However, Don Iannone, of Mayfield Village, Ohio, quickly added that the Japanese automaker likely made a well-considered strategic decision.
"Honda pretty much knows what it needs to do to be successful," Iannone said. "They no doubt have thought a lot about their labor market and where they can draw from.
"These guys, they're pretty thorough."
Honda announced today that it had started accepting applications for about 2,000 production jobs at the $550 million plant, which is to begin assembling Civic sedans in fall 2008.
The first phase of hiring is to begin later this year.
However, most Hoosiers need not apply. Applicants must live in 20 counties surrounding the southeastern Indiana city, the company said. In the Indianapolis area, only Hancock, Marion and Shelby counties are included.
The 2006 estimated population of those counties makes up nearly 20 percent of the state's population of 6.3 million.
Honda spokesman David Iida said the decision was made to ensure workers would be within safe commuting distances from their jobs.
Hiring people who would have to sell houses, pull stakes and move closer to the plant would slow the ramp-up, Iida said.
"This helps us keep on schedule with the production start," he said.
Asked if it is fair that most Hoosiers are excluded from the process when the state poured tens of millions of dollars in economic development incentives for the project, Jane Jankowski, press secretary to Gov. Mitch Daniels said, "Honda's a company that determines their hiring decisions, and it's great that they're hiring Hoosiers."
Indiana Department of Workforce Development spokesman Joe DiLaura had a similar response, saying the state should be glad that Honda isn't drawing workers from Ohio and other states.

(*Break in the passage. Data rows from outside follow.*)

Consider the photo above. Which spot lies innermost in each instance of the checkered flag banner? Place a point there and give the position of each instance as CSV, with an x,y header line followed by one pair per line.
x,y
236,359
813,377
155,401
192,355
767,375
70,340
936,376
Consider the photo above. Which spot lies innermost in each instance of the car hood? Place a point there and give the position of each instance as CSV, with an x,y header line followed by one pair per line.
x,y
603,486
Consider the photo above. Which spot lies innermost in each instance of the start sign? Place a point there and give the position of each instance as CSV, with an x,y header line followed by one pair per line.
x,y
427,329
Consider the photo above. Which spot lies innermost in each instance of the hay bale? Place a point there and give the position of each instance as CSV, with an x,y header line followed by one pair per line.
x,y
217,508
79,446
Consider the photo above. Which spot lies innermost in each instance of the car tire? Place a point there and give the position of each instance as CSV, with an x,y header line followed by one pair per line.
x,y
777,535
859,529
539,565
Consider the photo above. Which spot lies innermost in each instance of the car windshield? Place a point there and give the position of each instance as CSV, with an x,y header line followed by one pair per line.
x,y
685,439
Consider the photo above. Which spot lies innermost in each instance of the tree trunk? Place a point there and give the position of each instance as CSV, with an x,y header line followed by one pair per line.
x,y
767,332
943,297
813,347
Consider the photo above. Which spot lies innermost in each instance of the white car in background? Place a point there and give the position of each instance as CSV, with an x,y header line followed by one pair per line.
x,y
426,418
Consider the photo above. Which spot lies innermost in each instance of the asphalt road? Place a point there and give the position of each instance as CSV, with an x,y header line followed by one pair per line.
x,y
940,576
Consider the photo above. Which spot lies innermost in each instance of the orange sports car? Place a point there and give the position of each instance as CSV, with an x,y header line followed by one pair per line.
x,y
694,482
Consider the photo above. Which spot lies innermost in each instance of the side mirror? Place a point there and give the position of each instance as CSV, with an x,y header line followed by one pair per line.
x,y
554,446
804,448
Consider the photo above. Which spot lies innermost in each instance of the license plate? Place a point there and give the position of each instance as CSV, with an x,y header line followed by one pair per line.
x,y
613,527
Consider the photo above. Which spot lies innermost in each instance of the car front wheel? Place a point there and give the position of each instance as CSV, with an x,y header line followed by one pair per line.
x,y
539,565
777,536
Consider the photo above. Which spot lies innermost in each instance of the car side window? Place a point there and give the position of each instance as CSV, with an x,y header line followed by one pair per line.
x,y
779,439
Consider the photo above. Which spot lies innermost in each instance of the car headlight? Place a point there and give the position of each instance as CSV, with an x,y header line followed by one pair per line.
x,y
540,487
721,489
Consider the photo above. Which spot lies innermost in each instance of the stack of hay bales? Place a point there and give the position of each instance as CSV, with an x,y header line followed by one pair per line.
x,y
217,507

The agency is fielding applicants online on behalf of Honda, then turning the applications over to Honda.
DiLaura referred further questions to the Indiana Economic Development Corp., which helped attract the plant.

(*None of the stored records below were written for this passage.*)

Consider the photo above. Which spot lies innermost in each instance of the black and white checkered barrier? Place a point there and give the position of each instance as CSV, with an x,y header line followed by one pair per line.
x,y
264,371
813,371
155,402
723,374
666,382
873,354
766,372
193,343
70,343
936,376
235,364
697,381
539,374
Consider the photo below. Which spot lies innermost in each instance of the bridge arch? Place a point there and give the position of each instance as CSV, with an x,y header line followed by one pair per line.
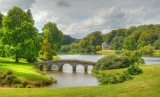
x,y
60,64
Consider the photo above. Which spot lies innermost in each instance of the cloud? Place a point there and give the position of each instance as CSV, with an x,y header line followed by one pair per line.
x,y
5,5
63,4
81,17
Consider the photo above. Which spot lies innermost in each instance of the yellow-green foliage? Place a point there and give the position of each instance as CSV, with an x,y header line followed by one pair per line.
x,y
23,70
106,52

Iannone said Honda probably is limiting the scope of its search to avoid cannibalizing workers from Ohio, where a large assembly plant in Marysville is fed by a plethora of nearby suppliers.
Honda also likely is focusing on rural southeastern Indiana counties because it wants to avoid hiring workers who might be more sympathetic to organizing unions, Iannone said. Marion County probably was lumped in to gain certain technical skills, he said.